Réponse à la question posée au paragraphe 22 b) de la liste de points

LaConstitution de la République du Congo garantit l’égalité et la non-discrimination à tous les citoyens, y compris les personnes handicapées.

Le plan national pour les personnes handicapées adopté en 2009 trace les lignes directrices de l’appui aux personnes vivant avec handicap, basées sur les quatre principes de l’égalité des chances, de la pleine participation des personnes handicapées (dans l’école, dans la vie sociale, dans l’emploi, dans la prise de décision), de la réadaptation de préférence en milieu communautaire (en vue d’une intégration sociale réussie) et de la mobilisation de la communauté. Une stratégie en faveur des personnes vivant avec handicap est en cours d’élaboration et permettra de dégager de nouvelles pistes de réflexions et d’actions. Parmi les priorités on note, entre autres, la professionnalisation des intervenants dans les établissements spécialisés ; la scolarisation des enfants handicapés en milieu ordinaire ; la promotion de l’accès à la protection et aux services publics, à la santé, aux sports et loisirs, à l’information, à la culture et à la communication ; la promotion de la formation professionnelle et de l’emploi.
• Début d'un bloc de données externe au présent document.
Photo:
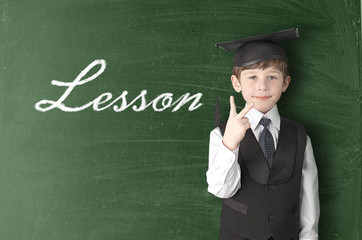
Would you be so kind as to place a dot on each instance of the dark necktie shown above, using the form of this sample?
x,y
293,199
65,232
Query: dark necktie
x,y
266,142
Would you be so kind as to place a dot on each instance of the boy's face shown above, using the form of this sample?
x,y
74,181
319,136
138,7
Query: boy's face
x,y
262,87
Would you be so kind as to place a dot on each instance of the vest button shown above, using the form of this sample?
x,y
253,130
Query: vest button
x,y
272,218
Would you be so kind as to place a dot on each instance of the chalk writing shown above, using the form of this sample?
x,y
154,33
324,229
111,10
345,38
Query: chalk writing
x,y
119,104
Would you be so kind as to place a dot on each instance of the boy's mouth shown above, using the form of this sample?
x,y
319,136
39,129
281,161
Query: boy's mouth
x,y
262,97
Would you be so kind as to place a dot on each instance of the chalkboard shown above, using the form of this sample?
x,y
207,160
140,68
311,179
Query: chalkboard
x,y
97,164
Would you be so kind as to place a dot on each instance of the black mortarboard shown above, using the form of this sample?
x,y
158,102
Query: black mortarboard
x,y
252,50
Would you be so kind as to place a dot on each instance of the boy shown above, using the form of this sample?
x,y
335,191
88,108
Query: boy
x,y
262,164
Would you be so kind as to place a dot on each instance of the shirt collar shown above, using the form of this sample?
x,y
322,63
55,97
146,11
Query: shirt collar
x,y
255,116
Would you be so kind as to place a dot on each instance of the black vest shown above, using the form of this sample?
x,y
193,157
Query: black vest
x,y
267,204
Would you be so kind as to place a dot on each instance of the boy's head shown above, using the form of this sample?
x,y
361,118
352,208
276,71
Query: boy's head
x,y
260,67
262,83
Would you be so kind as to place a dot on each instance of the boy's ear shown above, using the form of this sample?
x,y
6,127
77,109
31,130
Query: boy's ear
x,y
286,83
236,83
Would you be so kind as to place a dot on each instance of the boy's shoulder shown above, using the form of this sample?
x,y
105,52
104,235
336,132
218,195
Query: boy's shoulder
x,y
284,120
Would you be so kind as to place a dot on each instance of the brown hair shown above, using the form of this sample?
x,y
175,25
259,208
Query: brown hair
x,y
279,64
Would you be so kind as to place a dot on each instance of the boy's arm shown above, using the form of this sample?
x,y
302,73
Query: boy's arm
x,y
223,175
309,209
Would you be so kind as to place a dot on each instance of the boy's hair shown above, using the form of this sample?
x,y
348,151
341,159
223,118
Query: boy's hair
x,y
279,64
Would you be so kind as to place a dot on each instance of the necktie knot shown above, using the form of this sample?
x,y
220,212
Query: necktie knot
x,y
265,122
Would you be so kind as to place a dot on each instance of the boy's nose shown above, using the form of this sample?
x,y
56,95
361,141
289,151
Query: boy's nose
x,y
262,86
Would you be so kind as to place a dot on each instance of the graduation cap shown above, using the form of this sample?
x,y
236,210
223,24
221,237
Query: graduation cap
x,y
255,49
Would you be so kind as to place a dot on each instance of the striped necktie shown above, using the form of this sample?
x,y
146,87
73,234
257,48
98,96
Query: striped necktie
x,y
266,142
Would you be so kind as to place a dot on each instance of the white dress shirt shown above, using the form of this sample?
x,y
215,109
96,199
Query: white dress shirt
x,y
223,175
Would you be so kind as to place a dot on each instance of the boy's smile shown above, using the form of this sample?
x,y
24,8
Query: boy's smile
x,y
263,87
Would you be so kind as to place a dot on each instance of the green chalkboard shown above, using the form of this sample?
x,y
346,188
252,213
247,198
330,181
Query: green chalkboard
x,y
106,108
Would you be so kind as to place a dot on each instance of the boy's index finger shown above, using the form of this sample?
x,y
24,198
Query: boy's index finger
x,y
232,106
246,109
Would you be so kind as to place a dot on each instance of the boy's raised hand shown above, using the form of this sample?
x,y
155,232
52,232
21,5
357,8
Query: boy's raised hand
x,y
236,126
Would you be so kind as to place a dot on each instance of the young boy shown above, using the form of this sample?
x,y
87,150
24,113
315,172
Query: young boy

Réponse à la question posée au paragraphe 23 de la liste de points

Mariage et rapports familiaux

Les recommandations précédentes ont été transmises au ministère de la justice en charge de la procédure de révision des codes. Elles ont bel et bien été prises en compte dans les documents révisés qui sont toujours en attente de validation.

La loi portant protection de l’enfant en République du Congo protège les enfants contre les mariages forcés, et la traite des enfants. Des mécanismes efficaces de prévention et de lutte contre le mariage des enfants, y compris des campagnes de sensibilisation et des sanctions contre les auteurs sont mis en place.

Le choix du régime matrimonial est laissé aux époux du fait de notre culture.

Le mariage forcé n’est actuellement pas considéré comme une infraction distincte de la traite des êtres humains. Cela peut limiter la portée des efforts de lutte contre cette pratique néfaste et la protection des victimes.